CRIMINAL APPELLATE JURISDSCTION: Civil Appeal No. 174
of 1971.
Appeal by Special Leave from the Judgment and order
dated the 24th December, 1970 of Delhi High Court in Crl.
Revsn No. 120 of h l 970.
S. N. Andley, F. S. Nariman, B. P. Maheshwari, N. K.
Jain and Suresh Sethi for the Appellant.
D. Mukherjee and U. P. Singh for the Respondent.
The Judgment of the Court was delivered by
SARKARIA, J. This appeal by special leave is directed
against a judgment of a learned single Judge of the High
Court of Delhi. It arises out of these circumstances:
On January 8, 1969, B.. R. Kochhar, Food Inspector,
purchases 600 grams of Kaju-Tukra (cashewnut pieces)-as
sample for analysis from the grocery shop of Kacheroo Mal,
Respondent in Khari Baoli, Delhi. The sample was divided
into three equal parts and sealed into three bottles. An
inventory was prepared which was read over and explained to
the respondent, who thereafter signed it. One of these
bottles was given to the respondent, one was retained by the
Inspector, while the third was handed over to the Public
Analyst on the following day for examination. The Public
Analyst has reported:
“Date of Analysis: 10-1-1969. Insect-infested
pieces of Kajus: 21.9% and I am of the opinion that the
same is adulterated due to insect infested pieces of
Kajus to the extent of 21.9%.”
On the preceding facts, the Food Inspector filed a
complaint for prosecution of the respondent in respect of an
offence under s. 7 read with s. 16 of the Prevention of Food
Adulteration Act, 1954 (herein after called the Act). The
trial Magistrate convicted and sentenced him for six months
rigorous imprisonment with a fine of Rs; 1000/-.

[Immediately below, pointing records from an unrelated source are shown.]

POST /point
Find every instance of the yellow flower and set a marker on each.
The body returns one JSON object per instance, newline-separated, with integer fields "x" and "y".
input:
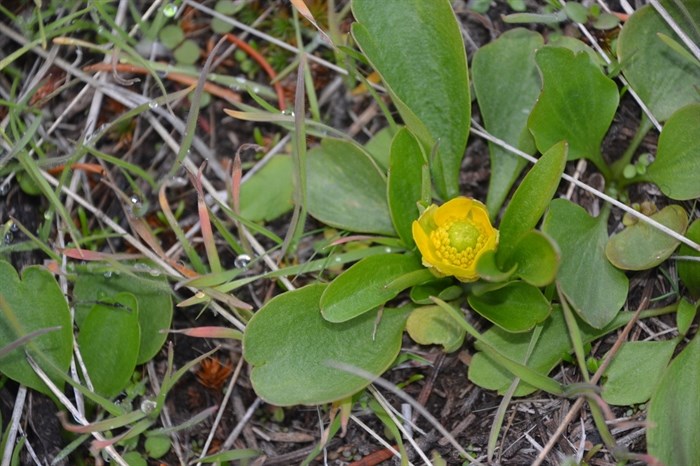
{"x": 452, "y": 237}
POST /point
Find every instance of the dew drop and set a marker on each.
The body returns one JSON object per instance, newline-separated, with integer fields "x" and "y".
{"x": 242, "y": 261}
{"x": 177, "y": 182}
{"x": 147, "y": 406}
{"x": 169, "y": 10}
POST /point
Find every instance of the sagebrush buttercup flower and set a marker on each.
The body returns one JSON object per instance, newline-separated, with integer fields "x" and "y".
{"x": 451, "y": 238}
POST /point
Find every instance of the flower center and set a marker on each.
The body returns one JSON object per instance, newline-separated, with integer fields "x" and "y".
{"x": 463, "y": 235}
{"x": 458, "y": 241}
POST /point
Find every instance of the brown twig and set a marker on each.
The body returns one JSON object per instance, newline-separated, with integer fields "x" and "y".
{"x": 264, "y": 64}
{"x": 211, "y": 88}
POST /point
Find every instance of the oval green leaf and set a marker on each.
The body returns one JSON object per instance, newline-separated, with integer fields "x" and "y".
{"x": 417, "y": 48}
{"x": 553, "y": 344}
{"x": 365, "y": 285}
{"x": 674, "y": 410}
{"x": 530, "y": 201}
{"x": 664, "y": 80}
{"x": 506, "y": 84}
{"x": 33, "y": 303}
{"x": 635, "y": 371}
{"x": 677, "y": 164}
{"x": 345, "y": 189}
{"x": 268, "y": 193}
{"x": 689, "y": 271}
{"x": 151, "y": 290}
{"x": 536, "y": 258}
{"x": 292, "y": 349}
{"x": 577, "y": 104}
{"x": 431, "y": 325}
{"x": 109, "y": 342}
{"x": 595, "y": 288}
{"x": 641, "y": 246}
{"x": 404, "y": 183}
{"x": 516, "y": 307}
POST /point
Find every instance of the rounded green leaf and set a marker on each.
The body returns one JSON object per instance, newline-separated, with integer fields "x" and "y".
{"x": 292, "y": 349}
{"x": 516, "y": 307}
{"x": 553, "y": 343}
{"x": 689, "y": 271}
{"x": 33, "y": 303}
{"x": 674, "y": 410}
{"x": 404, "y": 183}
{"x": 171, "y": 35}
{"x": 507, "y": 83}
{"x": 431, "y": 325}
{"x": 677, "y": 164}
{"x": 365, "y": 285}
{"x": 443, "y": 288}
{"x": 595, "y": 288}
{"x": 345, "y": 189}
{"x": 109, "y": 342}
{"x": 536, "y": 258}
{"x": 417, "y": 48}
{"x": 268, "y": 193}
{"x": 641, "y": 246}
{"x": 150, "y": 289}
{"x": 577, "y": 104}
{"x": 663, "y": 79}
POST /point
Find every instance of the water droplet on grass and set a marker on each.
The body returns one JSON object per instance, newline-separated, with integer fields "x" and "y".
{"x": 242, "y": 261}
{"x": 169, "y": 10}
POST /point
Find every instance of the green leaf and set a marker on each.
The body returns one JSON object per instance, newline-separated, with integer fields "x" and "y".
{"x": 34, "y": 303}
{"x": 536, "y": 258}
{"x": 636, "y": 370}
{"x": 430, "y": 325}
{"x": 689, "y": 271}
{"x": 365, "y": 285}
{"x": 506, "y": 83}
{"x": 595, "y": 288}
{"x": 664, "y": 80}
{"x": 530, "y": 201}
{"x": 418, "y": 50}
{"x": 96, "y": 282}
{"x": 488, "y": 268}
{"x": 577, "y": 104}
{"x": 379, "y": 146}
{"x": 516, "y": 307}
{"x": 443, "y": 288}
{"x": 109, "y": 342}
{"x": 187, "y": 53}
{"x": 641, "y": 246}
{"x": 268, "y": 193}
{"x": 404, "y": 184}
{"x": 345, "y": 189}
{"x": 292, "y": 349}
{"x": 677, "y": 160}
{"x": 674, "y": 410}
{"x": 552, "y": 345}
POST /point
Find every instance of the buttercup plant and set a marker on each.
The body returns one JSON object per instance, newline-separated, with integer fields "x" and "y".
{"x": 453, "y": 237}
{"x": 517, "y": 277}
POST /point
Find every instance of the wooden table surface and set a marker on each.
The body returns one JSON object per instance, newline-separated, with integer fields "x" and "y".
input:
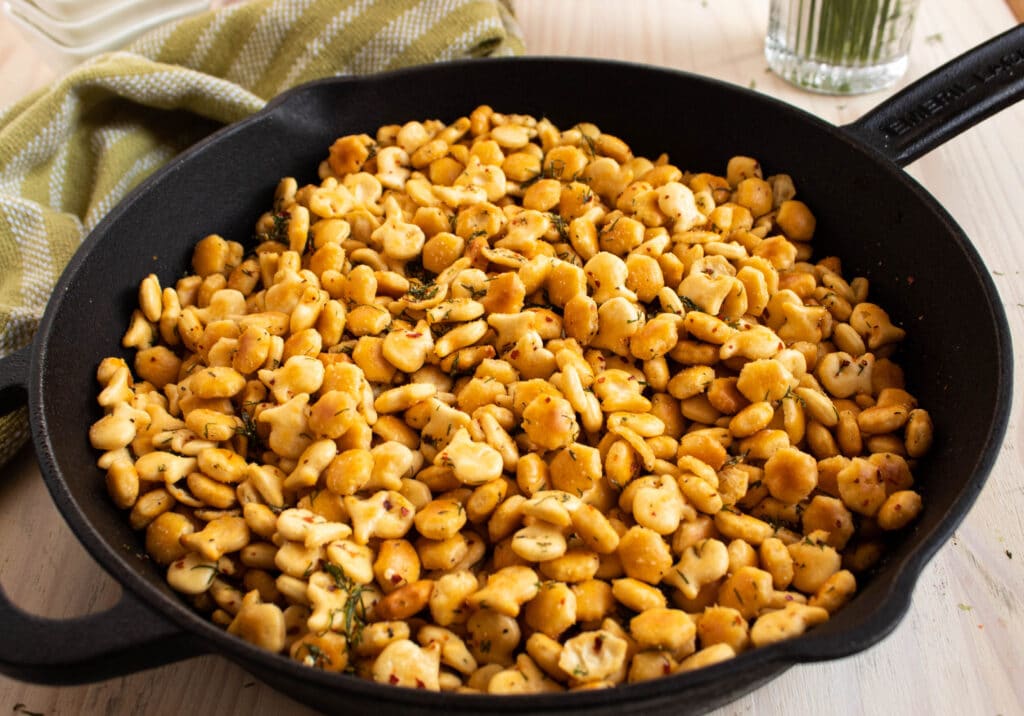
{"x": 958, "y": 649}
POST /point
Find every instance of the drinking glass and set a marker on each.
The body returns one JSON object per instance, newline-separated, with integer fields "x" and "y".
{"x": 840, "y": 46}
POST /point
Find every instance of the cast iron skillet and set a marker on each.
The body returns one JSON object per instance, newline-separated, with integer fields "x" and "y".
{"x": 870, "y": 213}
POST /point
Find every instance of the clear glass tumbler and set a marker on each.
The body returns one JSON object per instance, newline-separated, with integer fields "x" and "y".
{"x": 840, "y": 46}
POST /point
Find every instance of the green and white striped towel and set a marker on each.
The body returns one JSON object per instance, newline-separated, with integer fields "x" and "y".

Kacheroomal’s appeal before the Additional District and
Sessions Judge, failed. Against the order of the Additional
Sessions Judge, he preferred a revision to the High Court.

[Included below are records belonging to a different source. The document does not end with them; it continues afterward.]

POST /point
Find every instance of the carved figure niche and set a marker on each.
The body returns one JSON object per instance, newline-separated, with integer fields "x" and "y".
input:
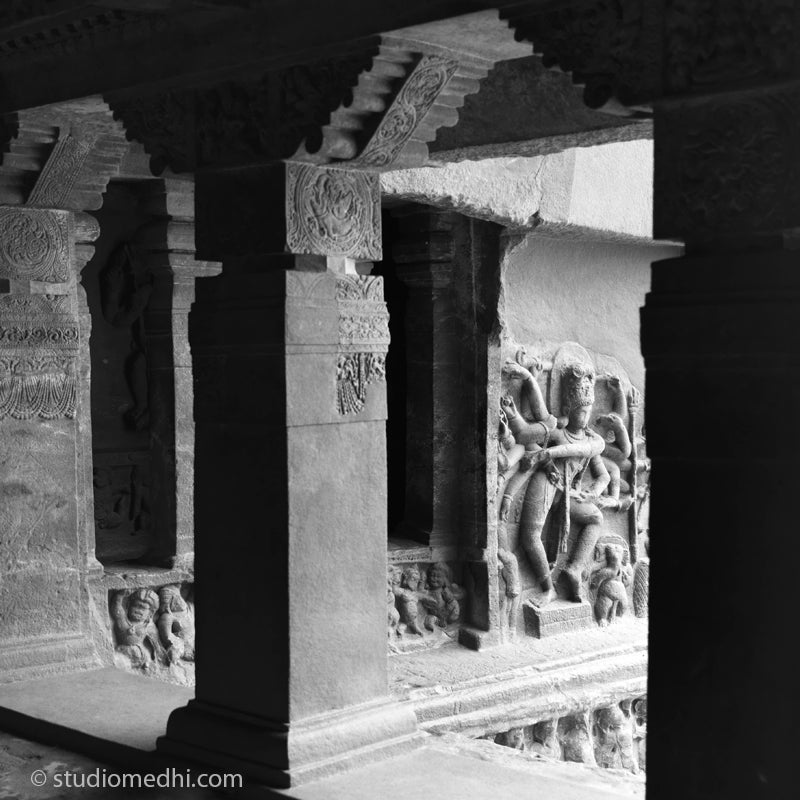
{"x": 153, "y": 631}
{"x": 424, "y": 605}
{"x": 572, "y": 490}
{"x": 119, "y": 288}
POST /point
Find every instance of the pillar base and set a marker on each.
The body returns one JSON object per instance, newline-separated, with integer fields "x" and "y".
{"x": 47, "y": 656}
{"x": 283, "y": 755}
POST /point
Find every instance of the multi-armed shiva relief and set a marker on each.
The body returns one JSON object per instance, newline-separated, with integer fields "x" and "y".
{"x": 154, "y": 632}
{"x": 423, "y": 605}
{"x": 572, "y": 491}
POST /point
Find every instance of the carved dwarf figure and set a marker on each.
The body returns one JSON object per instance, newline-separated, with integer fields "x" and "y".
{"x": 617, "y": 452}
{"x": 134, "y": 631}
{"x": 639, "y": 711}
{"x": 610, "y": 582}
{"x": 442, "y": 599}
{"x": 407, "y": 595}
{"x": 614, "y": 740}
{"x": 545, "y": 739}
{"x": 561, "y": 465}
{"x": 513, "y": 738}
{"x": 392, "y": 614}
{"x": 176, "y": 625}
{"x": 573, "y": 734}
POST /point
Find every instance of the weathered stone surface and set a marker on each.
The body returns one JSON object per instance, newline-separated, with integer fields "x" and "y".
{"x": 558, "y": 617}
{"x": 602, "y": 192}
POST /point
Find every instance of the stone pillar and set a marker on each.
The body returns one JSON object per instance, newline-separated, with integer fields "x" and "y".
{"x": 168, "y": 245}
{"x": 721, "y": 340}
{"x": 449, "y": 265}
{"x": 290, "y": 482}
{"x": 46, "y": 527}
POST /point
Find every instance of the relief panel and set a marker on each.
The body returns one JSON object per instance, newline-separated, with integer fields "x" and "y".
{"x": 572, "y": 491}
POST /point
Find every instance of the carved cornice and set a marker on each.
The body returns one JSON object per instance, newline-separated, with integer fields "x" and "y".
{"x": 245, "y": 121}
{"x": 374, "y": 109}
{"x": 638, "y": 51}
{"x": 728, "y": 165}
{"x": 60, "y": 35}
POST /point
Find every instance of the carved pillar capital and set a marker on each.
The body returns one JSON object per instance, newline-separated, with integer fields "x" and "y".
{"x": 290, "y": 208}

The revision was heard by a learned Judge who held that
since no living insect was found in the sample pieces
examined by the analyst, the same could not be called
“insect-infested” within the contemplation of s. 2(i) (f) of
the Act. The learned Judge was of the opinion “that the
presence of living insects is necessary before an article
could be called ‘insect infested”. According to him, “the
intention of the legislature by using this word in s.

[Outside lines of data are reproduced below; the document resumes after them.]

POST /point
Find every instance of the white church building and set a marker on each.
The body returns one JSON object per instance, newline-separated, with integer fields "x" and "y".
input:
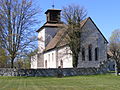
{"x": 53, "y": 53}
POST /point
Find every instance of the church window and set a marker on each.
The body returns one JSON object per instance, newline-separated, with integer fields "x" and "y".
{"x": 90, "y": 52}
{"x": 96, "y": 53}
{"x": 61, "y": 63}
{"x": 45, "y": 63}
{"x": 83, "y": 54}
{"x": 49, "y": 57}
{"x": 52, "y": 56}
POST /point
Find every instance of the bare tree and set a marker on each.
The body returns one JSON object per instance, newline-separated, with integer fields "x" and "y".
{"x": 73, "y": 15}
{"x": 17, "y": 20}
{"x": 114, "y": 47}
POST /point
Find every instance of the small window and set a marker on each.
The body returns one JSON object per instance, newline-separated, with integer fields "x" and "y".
{"x": 61, "y": 64}
{"x": 52, "y": 56}
{"x": 45, "y": 63}
{"x": 49, "y": 57}
{"x": 96, "y": 53}
{"x": 90, "y": 52}
{"x": 83, "y": 54}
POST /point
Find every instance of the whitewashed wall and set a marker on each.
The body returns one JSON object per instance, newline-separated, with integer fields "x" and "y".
{"x": 50, "y": 57}
{"x": 92, "y": 36}
{"x": 41, "y": 41}
{"x": 64, "y": 54}
{"x": 34, "y": 62}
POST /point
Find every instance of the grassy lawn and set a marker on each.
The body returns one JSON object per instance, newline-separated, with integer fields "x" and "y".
{"x": 93, "y": 82}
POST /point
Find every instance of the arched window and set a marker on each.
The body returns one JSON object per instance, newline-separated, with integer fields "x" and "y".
{"x": 90, "y": 52}
{"x": 45, "y": 63}
{"x": 83, "y": 54}
{"x": 61, "y": 64}
{"x": 96, "y": 53}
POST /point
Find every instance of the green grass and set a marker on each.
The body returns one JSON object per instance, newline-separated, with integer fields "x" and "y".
{"x": 93, "y": 82}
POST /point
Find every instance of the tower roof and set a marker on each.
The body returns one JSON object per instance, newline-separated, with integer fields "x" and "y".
{"x": 52, "y": 10}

2(i)(f) in the sentence ‘if the article is insect infested’
clearly is that at the time of analysis infestation by
insects . should be present”. It was further observed that
if only dead insects
4
were-present, the sample could be called ‘insect-damaged’
and not in sect-infested’. Since the report of the Public
Analyst did not show r the presence of living insects in the
Kaju sample pieces, it was concluded that the same could not
be said to be ‘adulterated’. On this reasoning, the
revision-petition was allowed and the conviction of Kacheroo
Mal was set aside. Hence this appeal, by the Municipal
Corporation of Delhi.
Having heard the learned Counsel on both sides, we are
of opinion that the construction put by the learned Judge of
the High Court is manifestly erroneous.. It has been
disapproved by a-Division Bench of the same High Court in
Dhanraj v. Municipal Corporation of Delhi.(1) Indeed, Mr. D.
Mukherji, the learned Counsel for Kacheroo Mal has not tried
to support it.
The Act has been enacted to curb and remedy the
widespread evil of food-adulteration, and to ensure the sale
af wholesome food to the people. It is well-settled that
wherever possible, without unreasonable stretching or
straining the language of such a statute, should be
construed in a manner which would suppress the mischief,
advance the remedy, promote its object, prevent its subtle
evasion and foil its artful circumvention. The construction
adopted by the learned Judge is repugnant to this cardinal
rule of interpretation. With respect, it is less rational,
but too literal narrow and pedantic. It would be straining
one’s commonsense to say that an article of food which is
infested with f living insects and is consequently
unwholesome for human consumption, ceases to be so and
becomes wholesome, when these insects die out and the
‘infestation’ turns into an infestation by dead insects. The
expression ‘insect-infested’ is to be construed in the
context of an article of food meant for human consumption.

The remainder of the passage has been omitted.